Answer 6 · 2023-02-09T11:53:50.000Z

Ahh, sorry I misunderstood. It wasn't a "no, we already have it"; more of just a how 🤦‍♂️

In my personal opinion, withErrors does read more as: include the errors in the returned object. However, as you said, this would be a breaking change. If this is the opted route, would it be that large of an issue in v7 - where it can be documented? For the original behaviour you could then go for withErrors({ throw: true }) (or throwInstead or something similar)

Just to throw a proverbial spanner in the works. Another option may be to utilise some logging functionality. You can then have a callback for the user to handle each error. This could also have the added benefit of terminating the running process.

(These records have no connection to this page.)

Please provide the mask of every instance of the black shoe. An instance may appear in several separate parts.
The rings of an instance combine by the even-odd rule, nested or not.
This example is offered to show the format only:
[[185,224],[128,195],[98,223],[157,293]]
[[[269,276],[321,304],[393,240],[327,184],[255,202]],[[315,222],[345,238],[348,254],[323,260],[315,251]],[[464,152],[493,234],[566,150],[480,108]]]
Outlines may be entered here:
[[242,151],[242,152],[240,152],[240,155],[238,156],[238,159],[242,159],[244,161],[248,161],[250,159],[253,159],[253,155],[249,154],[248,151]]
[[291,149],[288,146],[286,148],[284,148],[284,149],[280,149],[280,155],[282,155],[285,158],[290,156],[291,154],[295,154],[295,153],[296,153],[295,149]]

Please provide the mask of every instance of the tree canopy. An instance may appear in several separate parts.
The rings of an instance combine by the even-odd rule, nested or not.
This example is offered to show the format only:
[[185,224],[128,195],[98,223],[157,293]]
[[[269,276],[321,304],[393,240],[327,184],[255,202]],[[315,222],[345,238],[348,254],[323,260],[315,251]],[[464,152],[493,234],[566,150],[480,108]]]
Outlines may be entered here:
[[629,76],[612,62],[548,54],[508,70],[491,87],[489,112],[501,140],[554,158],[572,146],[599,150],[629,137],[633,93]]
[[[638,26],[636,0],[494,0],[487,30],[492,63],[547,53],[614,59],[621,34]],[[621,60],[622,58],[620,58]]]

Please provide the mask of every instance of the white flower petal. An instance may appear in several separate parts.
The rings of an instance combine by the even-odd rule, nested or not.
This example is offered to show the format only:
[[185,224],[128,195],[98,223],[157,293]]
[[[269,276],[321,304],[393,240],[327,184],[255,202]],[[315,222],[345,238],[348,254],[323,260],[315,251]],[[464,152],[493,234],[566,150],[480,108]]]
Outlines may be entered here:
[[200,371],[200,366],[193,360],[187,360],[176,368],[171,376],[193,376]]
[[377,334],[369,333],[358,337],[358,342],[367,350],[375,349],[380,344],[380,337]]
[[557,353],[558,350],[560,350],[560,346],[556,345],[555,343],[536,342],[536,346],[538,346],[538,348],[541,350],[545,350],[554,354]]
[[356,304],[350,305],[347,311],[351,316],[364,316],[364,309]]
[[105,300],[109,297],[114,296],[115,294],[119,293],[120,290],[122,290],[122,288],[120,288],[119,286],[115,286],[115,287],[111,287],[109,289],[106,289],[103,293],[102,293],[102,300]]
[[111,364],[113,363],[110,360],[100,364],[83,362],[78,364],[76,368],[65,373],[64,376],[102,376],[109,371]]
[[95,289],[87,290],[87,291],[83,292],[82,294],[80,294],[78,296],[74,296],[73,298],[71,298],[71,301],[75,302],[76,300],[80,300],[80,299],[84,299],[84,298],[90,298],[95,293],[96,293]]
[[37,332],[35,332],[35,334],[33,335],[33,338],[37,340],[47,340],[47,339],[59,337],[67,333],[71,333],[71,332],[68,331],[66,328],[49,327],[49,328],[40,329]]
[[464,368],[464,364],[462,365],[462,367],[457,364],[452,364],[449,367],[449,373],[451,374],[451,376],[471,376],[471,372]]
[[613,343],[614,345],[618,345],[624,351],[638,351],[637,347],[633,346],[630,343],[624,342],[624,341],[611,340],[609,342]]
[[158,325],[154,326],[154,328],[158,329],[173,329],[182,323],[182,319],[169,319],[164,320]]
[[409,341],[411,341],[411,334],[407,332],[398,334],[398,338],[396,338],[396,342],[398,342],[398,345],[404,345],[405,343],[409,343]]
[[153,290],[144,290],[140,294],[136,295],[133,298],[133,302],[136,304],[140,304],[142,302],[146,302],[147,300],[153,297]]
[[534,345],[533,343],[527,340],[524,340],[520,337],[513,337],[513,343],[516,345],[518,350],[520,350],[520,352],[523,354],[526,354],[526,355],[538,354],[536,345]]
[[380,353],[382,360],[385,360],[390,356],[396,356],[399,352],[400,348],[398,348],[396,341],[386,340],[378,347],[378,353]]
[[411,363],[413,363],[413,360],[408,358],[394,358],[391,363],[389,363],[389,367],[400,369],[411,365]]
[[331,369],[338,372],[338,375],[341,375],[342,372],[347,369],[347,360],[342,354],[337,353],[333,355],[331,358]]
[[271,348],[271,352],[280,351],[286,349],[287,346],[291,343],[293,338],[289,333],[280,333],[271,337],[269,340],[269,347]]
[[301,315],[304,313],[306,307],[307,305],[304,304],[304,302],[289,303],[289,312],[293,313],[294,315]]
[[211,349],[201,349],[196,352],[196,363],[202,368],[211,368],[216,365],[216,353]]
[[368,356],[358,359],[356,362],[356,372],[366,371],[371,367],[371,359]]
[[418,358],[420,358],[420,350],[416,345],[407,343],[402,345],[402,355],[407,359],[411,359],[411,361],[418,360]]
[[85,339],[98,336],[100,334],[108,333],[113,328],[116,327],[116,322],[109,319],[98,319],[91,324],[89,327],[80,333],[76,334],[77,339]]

Not only would this benefit the user it could also benefit you. By implementing some deep trace/debugging calls you can debug issues a bit easier. Doing this myself helped a lot with debugging issues, I simply ask users to send me a trace log and then I can walk through the logs/steps - and usually tell them it's not an issue with my extension 😜. You then have error, warning, info and trace logs which could be callbacks or included in the response.

It could then work as either of:

// # Option 1
.withLogging(options: {
    minimumLevel: LogLevel, // maybe to save the user doing throwaway 🤷‍♂️
    callback: (data: {
        level: LogLevel,
        message: string,
        error: Error // Possibly on or exceptions or multi-typed for custom errors
    }) => boolean | Promise<boolean> // return type is to support cancellation
}): Builder<TReturnType>;


// Option 2
.withLogging(options: {
    onError: (data: {
        message: string,
        error: Error // Possibly on or exceptions or multi-typed for custom errors
    }) => boolean | Promise<boolean>, // return type is to support cancellation
    onWarning: (data: {
        message: string,
        error?: Error // Possibly on or exceptions or multi-typed for custom errors
    }) => boolean | Promise<boolean>, // return type is to support cancellation
    onInformation: (data: {
        message: string,
    }) => boolean | Promise<boolean>, // return type is to support cancellation
    onTrace: (data: {
        message: string,
        error: Error // Possibly on or exceptions or multi-typed for custom errors
    }) => boolean | Promise<boolean>, // return type is to support cancellation
}): Builder<TReturnType>;

You could always add things like path/directory info, walker info, running time, etc. to the object too

Answer 7 · 2024-04-13T14:18:50.000Z

this package was sent my way recently and, so far, i'm loving it. great work

a few immediate thoughts:

an options API makes more sense as already mentioned, it is a common pattern in the ecosystem already
a plugin system does seem like a smarter idea than bloating this package, but i would avoid going too far (to the point where it slows you down), though i'm sure you'll keep a good handle on that
it would be useful to have the option to pass certain things in (picomatch and fs in particular, in case we want it to use an fs-like object which isn't node:fs

Another thing to mention is that stats are useful in many cases. Currently, fdir eats them up during crawling and the output is a straight list of paths. It would be useful to have the option to return the list of stats (which we must've done as part of the crawl presumably) rather than just the paths.

That would allow us to know which path is a directory, a file, etc.

Finally, if you need any help, shout up :D this package will be very useful as part of the ecosystem cleanup. so i'd be happy to help out wherever if i can.